Nuit éternelle - Chapitre 106
Les flèches des gardes impériaux furent déviées par eux, créant une brèche dans le mur. Au moment où ils allaient s'échapper du palais, deux éclairs d'épée tranchants séparèrent brusquement Li Yannian et Tianrui.
« Li Tianyou ! Traître qui a tué ton frère et usurpé le trône ! » Tianrui reconnut Tianyou parmi eux. Ignorant Li Yannian, il laissa éclater toute sa rancœur et se rua sur Tianyou.

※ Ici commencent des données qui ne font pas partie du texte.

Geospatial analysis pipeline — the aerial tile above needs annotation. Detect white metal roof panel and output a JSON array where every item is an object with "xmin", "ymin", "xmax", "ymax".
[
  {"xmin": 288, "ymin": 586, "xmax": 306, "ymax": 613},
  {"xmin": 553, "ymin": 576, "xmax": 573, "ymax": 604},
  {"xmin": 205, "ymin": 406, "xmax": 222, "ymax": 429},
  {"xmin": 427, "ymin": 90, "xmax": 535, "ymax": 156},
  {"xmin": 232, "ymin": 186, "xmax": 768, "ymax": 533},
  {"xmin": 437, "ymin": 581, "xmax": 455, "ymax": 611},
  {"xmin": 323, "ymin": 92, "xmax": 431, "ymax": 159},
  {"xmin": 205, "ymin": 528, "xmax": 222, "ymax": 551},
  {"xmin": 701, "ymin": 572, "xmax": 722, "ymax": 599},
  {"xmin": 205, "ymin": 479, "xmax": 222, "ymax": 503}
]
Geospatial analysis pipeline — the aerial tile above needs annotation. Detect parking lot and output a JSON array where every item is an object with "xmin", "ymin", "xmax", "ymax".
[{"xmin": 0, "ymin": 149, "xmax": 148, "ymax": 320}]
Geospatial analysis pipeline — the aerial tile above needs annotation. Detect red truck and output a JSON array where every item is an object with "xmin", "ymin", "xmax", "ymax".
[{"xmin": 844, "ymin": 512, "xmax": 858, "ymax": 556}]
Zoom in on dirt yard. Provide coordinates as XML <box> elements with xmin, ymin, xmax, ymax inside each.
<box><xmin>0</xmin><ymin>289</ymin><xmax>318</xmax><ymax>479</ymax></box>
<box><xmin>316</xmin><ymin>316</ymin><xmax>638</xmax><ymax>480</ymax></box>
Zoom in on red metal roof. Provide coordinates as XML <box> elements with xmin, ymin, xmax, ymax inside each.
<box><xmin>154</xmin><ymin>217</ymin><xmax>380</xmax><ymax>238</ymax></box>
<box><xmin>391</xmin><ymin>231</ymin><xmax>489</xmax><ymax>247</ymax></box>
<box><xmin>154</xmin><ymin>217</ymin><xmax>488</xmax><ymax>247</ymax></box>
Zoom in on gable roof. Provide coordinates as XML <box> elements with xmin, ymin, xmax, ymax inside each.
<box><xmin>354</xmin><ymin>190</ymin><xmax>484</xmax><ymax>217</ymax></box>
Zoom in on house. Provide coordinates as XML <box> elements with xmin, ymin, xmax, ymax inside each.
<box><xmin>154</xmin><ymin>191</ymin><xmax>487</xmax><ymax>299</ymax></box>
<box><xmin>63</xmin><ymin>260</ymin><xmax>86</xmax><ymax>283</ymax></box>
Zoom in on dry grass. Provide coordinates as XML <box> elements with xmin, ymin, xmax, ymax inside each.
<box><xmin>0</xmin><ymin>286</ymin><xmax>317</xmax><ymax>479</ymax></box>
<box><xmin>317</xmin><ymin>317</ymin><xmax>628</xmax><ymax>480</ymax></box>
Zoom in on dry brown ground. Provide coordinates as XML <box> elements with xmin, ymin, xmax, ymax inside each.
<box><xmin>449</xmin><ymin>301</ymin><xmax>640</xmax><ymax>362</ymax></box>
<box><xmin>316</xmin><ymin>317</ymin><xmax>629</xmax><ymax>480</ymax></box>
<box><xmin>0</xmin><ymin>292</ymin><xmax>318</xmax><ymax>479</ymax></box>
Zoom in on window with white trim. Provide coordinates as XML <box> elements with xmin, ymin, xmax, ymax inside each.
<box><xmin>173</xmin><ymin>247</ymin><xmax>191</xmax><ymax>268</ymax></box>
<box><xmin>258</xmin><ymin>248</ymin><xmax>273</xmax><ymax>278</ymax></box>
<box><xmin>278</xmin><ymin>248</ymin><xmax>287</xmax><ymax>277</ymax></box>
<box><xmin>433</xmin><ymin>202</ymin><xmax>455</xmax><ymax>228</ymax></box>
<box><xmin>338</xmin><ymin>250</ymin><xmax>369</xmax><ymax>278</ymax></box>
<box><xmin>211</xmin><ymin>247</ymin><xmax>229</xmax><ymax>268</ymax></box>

Un père battant son fils ? Le bruit résonna dans ses oreilles comme le tonnerre. Il refusait d'y croire. Son père se rétablissait au Palais du Dragon Volant, sa mère au Palais du Phénix – c'était sa maison. Li Tianrui aurait préféré mourir.
Profitant de l'occasion, les gardes impériaux se précipitèrent en avant. Voyant que la distance qui les séparait de Tianrui s'accroissait sans cesse, Li Yannian, furieux, tapa du pied. Comment pouvait-il avoir un fils aussi impulsif, qui jouait avec le feu
!
L'épée de Feng Yangxi étincela, et un assassin la para d'un coup. Sa main brûla tandis que l'épée faillit lui échapper. Un autre assassin enchaîna avec une estocade, mais fut blessé par la lumière de l'épée déviée par Feng Yangxi et chancela en arrière.
« Allez ! » L’un d’eux jeta une poudre soporifique, qui fut rapidement emportée par la forte pluie, mais tous trois réussirent tout de même à protéger Li Yannian et à se précipiter hors du palais.
Feng Yangxi jeta un regard en arrière au prince héritier, qui se battait toujours comme un fou pris au piège dans une cage, et rit bruyamment : « Votre Altesse, je m'en vais ! » D'un pas léger, il ignora les affaires du palais et se lança à la poursuite de Li Yannian et des trois assassins.
C'est le seul indice qui nous permette de la retrouver.
Maison en pierre de montagne
Des trois assassins de la vallée de Youli, l'un fut touché par une flèche, un autre reçut un coup d'épée à la poitrine de la part de Feng Yangxi, et Yingyu fut le moins blessé. Bien que la capitale fût sous loi martiale, il ne leur serait pas difficile de trouver un passage isolé des remparts et de l'escalader.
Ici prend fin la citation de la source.